A drug used to treat cancer may also be effective in diseases that cause scarring of the internal organs or skin, such as pulmonary fibrosis or scleroderma.
The drug, with the generic name bortezomib, stopped the production of fibrotic proteins in human cells and the development of fibrous scarring in a mouse model of fibrotic disease, according to a new Northwestern Medicine study published in the journal Thorax.
"This drug appears to put the brakes on abnormal development of scar tissue in the lungs and skin and may also work in other organs," said lead author Manu Jain, M.D., associate professor of medicine and of pediatrics at Northwestern University Feinberg School of Medicine and a physician at Northwestern Memorial Hospital and Children's Memorial Hospital. "These diseases have a high fatality rate, and there is no truly effective treatment for them right now."

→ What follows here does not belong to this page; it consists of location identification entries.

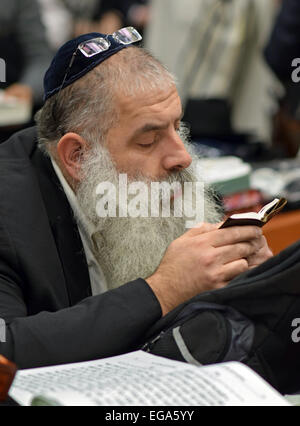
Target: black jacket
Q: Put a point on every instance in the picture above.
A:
(45, 293)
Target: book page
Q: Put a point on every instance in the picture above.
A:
(142, 379)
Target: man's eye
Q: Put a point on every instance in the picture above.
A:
(146, 145)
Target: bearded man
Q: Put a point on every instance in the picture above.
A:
(76, 286)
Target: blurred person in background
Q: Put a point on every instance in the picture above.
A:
(217, 59)
(110, 15)
(25, 50)
(283, 56)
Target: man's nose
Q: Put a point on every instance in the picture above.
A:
(177, 157)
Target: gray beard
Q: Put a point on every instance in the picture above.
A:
(130, 248)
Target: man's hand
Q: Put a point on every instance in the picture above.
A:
(206, 258)
(262, 255)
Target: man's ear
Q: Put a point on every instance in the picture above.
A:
(69, 150)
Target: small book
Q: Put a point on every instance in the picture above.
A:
(256, 219)
(142, 379)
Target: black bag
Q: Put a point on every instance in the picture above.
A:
(250, 320)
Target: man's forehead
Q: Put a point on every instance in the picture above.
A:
(152, 102)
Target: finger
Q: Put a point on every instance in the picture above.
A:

Scleroderma is an autoimmune disease that causes progressive thickening and tightening of the skin and can lead to serious internal organ damage and, in some cases, death. Scleroderma affects an estimated 300,000 people in the United States, most frequently young to middle-aged women.
Idiopathic pulmonary fibrosis is a scarring or thickening of the lungs without any known cause that makes it increasingly difficult to breathe. It may affect up to 200,000 people in the U.S. between 50 and 70 years old.
Jain said the drug appears to inhibit a protein called transforming growth factor beta, which is essential for the growth of the scar tissue. Patients with fibrosis have increased levels and activity of the growth factor. Bortezomib is currently used to treat multiple myeloma and lymphoma.
In the study, when researchers gave bortezomib to mice, it prevented the development of a fibrotic-like disease. "The mice that normally get this disease didn't get it," Jain said.
Researchers also took fibroblast cells from scleroderma and pulmonary fibrosis patients and incubated those cells with the drug. Fibroblast cells are believed to be important in the development of scarring in humans. The drug prevented the expression of proteins that are necessary for scarring.
Coauthors on the study are Gokhan Mutlu, M.D., and Scott Budinger, M.D., both associate professors of medicine at Feinberg and physicians at Northwestern Memorial Hospital.